1st Part – A vision of Hell: “Our Lady showed us a great sea of fire which seemed to be under the earth. Plunged in this fire were demons and souls in human form (…)”. While this interpretation of Hell seems almost a caricature, the Church later interpreted this mostly as a warning then as the actual representation of Hell. Most scholars tend to believe that the Hell revealed to the Shepherds was mostly their own interpretation of it.

2nd Part -The end of WWI and the request of Russia to be consecrated to the Immaculate Heart of Mary: “The war is going to end: but if people do not cease offending God, a worse one will break out during the Pontificate of Pope Pius XI.” Although scholars tend to place the beginning of WW2 in 1939 with the invasion of Poland by Russia and Germany (after the death of Pius XI), the truth is that war had been raging since 1937 in China-Japan and since 1938 with Austria’s annexation by Hitler’s 3rd Reich. The last part of the statement, however, is shrouded in controversy, with the statement predicting the election of Achille Ratti as Pope as well as his chosen name of Pius XI. The reason for the controversy is that the statement was only disclosed in 1941, years after the Pope’s death.

3rd Part – 20th-century persecution of Christians and the failed assassination attempt on Pope John Paul II: “Penance, Penance, Penance!’. And we saw in an immense light that is God: ‘something similar to how people appear in a mirror when they pass in front of it’ a Bishop dressed in White ‘we had the impression that it was the Holy Father”. On May 13th 1981, on the anniversary of the first apparition of the Virgin Mary, Pope John Paul II suffered a failed assassination attempt, he later revealed the last part of the secret and stated that his survival was due to our Lady of Fátima.



For the obvious reasons, there are many critics of the miracle of Fátima, even inside the Catholic Church. Nevertheless, one cannot deny the spiritual aura that envelops Fátima nowadays. The pilgrimage that happens throughout the year, but especially in May, is the living proof of that!

The sanctuary is a place of peace and tranquility that invites you to sit, close your eyes and obliterate all of your problems and conscientiousness, even if you aren’t a believer.
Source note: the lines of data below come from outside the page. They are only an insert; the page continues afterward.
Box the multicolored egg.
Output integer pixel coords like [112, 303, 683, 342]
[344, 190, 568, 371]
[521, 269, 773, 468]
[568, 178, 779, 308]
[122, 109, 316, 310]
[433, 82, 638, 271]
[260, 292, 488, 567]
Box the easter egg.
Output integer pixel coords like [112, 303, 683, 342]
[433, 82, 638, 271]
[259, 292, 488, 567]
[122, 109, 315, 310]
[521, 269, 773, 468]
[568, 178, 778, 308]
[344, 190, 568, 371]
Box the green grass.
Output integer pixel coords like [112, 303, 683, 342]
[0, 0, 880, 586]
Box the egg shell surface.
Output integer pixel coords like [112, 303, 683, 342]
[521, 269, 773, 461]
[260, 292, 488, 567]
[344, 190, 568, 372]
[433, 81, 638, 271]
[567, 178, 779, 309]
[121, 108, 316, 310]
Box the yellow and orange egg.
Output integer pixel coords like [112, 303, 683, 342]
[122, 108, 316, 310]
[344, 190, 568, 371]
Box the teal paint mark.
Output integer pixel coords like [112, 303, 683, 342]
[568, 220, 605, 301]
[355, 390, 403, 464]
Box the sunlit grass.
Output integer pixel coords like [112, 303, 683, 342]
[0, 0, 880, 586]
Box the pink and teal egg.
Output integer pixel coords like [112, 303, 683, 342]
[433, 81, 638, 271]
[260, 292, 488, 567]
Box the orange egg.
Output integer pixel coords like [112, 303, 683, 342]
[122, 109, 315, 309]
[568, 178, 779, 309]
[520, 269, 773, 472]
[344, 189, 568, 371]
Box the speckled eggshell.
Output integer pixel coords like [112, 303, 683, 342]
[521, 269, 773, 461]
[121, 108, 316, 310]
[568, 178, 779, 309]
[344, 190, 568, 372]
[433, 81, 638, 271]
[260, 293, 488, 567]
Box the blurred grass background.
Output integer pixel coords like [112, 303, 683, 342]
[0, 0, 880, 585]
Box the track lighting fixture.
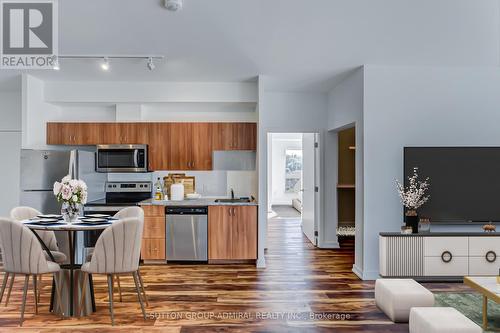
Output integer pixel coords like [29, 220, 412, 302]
[52, 55, 165, 72]
[148, 57, 156, 71]
[101, 57, 109, 72]
[52, 56, 61, 71]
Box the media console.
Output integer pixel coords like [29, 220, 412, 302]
[379, 232, 500, 281]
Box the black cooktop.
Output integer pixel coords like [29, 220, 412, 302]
[85, 198, 142, 207]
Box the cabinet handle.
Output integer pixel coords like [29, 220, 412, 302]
[485, 251, 497, 263]
[441, 251, 453, 263]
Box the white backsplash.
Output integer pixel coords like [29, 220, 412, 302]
[108, 170, 257, 197]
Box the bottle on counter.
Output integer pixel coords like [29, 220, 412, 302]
[155, 177, 163, 201]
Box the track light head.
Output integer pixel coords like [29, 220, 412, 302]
[164, 0, 182, 12]
[52, 56, 61, 71]
[101, 57, 109, 72]
[148, 57, 156, 71]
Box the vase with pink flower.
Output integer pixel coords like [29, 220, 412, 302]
[54, 176, 87, 223]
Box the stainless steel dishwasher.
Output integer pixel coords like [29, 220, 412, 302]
[165, 206, 208, 262]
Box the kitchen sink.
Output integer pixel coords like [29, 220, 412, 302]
[215, 198, 251, 203]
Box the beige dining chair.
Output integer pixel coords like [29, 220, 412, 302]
[77, 217, 146, 325]
[9, 206, 67, 306]
[0, 218, 62, 326]
[113, 207, 149, 306]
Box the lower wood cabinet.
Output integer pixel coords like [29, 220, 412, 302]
[141, 238, 165, 260]
[208, 206, 257, 260]
[379, 232, 500, 280]
[141, 205, 166, 260]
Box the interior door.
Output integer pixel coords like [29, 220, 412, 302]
[302, 133, 318, 246]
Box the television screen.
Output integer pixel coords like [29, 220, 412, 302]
[404, 147, 500, 223]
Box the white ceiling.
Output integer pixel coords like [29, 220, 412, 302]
[0, 0, 500, 91]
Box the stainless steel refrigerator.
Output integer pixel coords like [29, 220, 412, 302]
[20, 149, 107, 214]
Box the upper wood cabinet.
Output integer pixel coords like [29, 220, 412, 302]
[208, 206, 257, 260]
[145, 123, 170, 170]
[212, 123, 257, 150]
[47, 122, 257, 170]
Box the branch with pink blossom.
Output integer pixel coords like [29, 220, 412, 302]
[396, 167, 430, 211]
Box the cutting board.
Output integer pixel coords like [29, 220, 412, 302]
[163, 173, 196, 198]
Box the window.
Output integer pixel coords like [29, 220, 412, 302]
[285, 149, 302, 193]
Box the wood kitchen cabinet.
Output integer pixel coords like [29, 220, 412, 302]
[208, 206, 257, 260]
[47, 123, 102, 145]
[141, 206, 166, 260]
[145, 123, 170, 170]
[46, 122, 257, 170]
[168, 123, 212, 170]
[212, 123, 257, 150]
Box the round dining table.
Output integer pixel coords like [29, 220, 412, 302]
[22, 218, 117, 317]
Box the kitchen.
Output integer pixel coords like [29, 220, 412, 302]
[21, 122, 257, 263]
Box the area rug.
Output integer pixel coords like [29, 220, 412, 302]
[434, 293, 500, 332]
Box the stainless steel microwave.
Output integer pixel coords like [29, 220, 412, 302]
[96, 145, 148, 172]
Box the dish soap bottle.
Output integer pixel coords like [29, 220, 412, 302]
[155, 177, 163, 201]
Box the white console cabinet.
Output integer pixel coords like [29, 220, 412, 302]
[379, 233, 500, 280]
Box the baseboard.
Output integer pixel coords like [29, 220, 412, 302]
[352, 265, 363, 280]
[257, 258, 266, 268]
[318, 241, 340, 249]
[363, 271, 380, 281]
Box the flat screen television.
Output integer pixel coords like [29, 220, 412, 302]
[404, 147, 500, 224]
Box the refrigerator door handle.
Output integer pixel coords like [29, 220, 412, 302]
[68, 150, 77, 179]
[134, 149, 139, 168]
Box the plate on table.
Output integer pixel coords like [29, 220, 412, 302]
[29, 219, 59, 225]
[85, 214, 111, 219]
[81, 217, 109, 224]
[37, 214, 62, 220]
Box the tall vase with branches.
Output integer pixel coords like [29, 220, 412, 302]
[396, 167, 430, 233]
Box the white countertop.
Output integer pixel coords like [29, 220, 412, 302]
[139, 197, 258, 206]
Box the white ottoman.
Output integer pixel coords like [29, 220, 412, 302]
[410, 307, 483, 333]
[375, 279, 434, 323]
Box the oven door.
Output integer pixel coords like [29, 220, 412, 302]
[96, 145, 148, 172]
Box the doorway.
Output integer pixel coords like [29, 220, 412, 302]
[267, 133, 319, 246]
[337, 127, 356, 248]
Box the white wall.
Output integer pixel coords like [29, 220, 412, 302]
[363, 66, 500, 279]
[257, 76, 337, 267]
[0, 91, 21, 216]
[325, 68, 364, 277]
[268, 133, 302, 205]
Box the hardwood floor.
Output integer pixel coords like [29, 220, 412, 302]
[0, 219, 466, 333]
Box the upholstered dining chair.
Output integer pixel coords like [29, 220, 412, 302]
[114, 207, 149, 306]
[0, 218, 61, 326]
[77, 217, 146, 325]
[9, 206, 66, 306]
[85, 207, 149, 306]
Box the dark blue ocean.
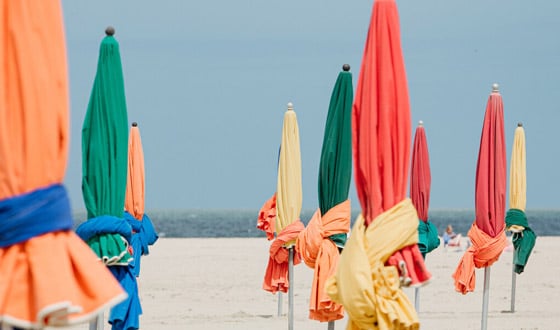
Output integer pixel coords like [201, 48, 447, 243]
[74, 209, 560, 237]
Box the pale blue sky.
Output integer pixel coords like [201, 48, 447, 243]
[62, 0, 560, 209]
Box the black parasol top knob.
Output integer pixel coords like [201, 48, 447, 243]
[105, 26, 115, 36]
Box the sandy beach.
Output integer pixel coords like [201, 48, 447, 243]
[59, 237, 560, 330]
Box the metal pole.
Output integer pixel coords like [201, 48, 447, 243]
[511, 250, 517, 313]
[278, 291, 284, 316]
[288, 246, 294, 330]
[481, 267, 490, 330]
[414, 288, 420, 312]
[89, 313, 103, 330]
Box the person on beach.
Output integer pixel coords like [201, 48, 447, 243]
[443, 225, 462, 247]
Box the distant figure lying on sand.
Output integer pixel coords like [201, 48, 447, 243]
[443, 225, 462, 247]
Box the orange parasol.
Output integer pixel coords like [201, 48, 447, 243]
[0, 0, 126, 328]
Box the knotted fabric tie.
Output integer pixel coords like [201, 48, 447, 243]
[506, 209, 537, 274]
[326, 198, 420, 330]
[0, 184, 74, 248]
[296, 200, 351, 322]
[453, 222, 507, 294]
[263, 219, 305, 293]
[257, 193, 276, 241]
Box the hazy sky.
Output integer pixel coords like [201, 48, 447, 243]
[62, 0, 560, 209]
As such, ever since the apparitions and with the release of the secret of Fátima, this quiet little town has become of the World’s top centers of religious tourism. May 13th is considered the busiest day of the Sanctuary, as you can observe from the candle procession that takes place later in the night.



There are plenty of site-related attractions to visit. However, don’t stick only to the town of Fátima. There’re other things you can visit in the nearby area which that are of historical significance for Portugal, perhaps being the Monastery of Batalha the most important one. Here’s a small guide on Fátima and around:


In Fátima (Sanctuary and nearby)

  • Visit:
    • Basilica of Our Lady of the Rosary of Fátima & the Basilica of the Holy Trinity
    • The chapel of apparitions: Built in 1919, this Chapel was built on the site where the Virgin appeared to the three little shepherds.
    • The 3 little shepherds houses in Aljustrel.
  • Do: Participate in one of the candle procession that happens throughout the year
  • Eat: Tia Alice (5min driving from the sanctuary)
  • Sleep: There’s plenty of options in the town center. You can also seek refuge in one of the pilgrim inns such as the Dominicans nuns or the Capuchins.
  • Prepare your Fátima visit and stay: official site



Outside Fátima

  • Visit: Batalha Monastery, Alcobaça Monastery, Óbidos town, city of Tomar.
  • Do: Explore the nearby Serras de Aire Natural Park and do a walking tour of the caves.
  • Eat: Solar dos Amigos, António Padeiro, Chico Elias.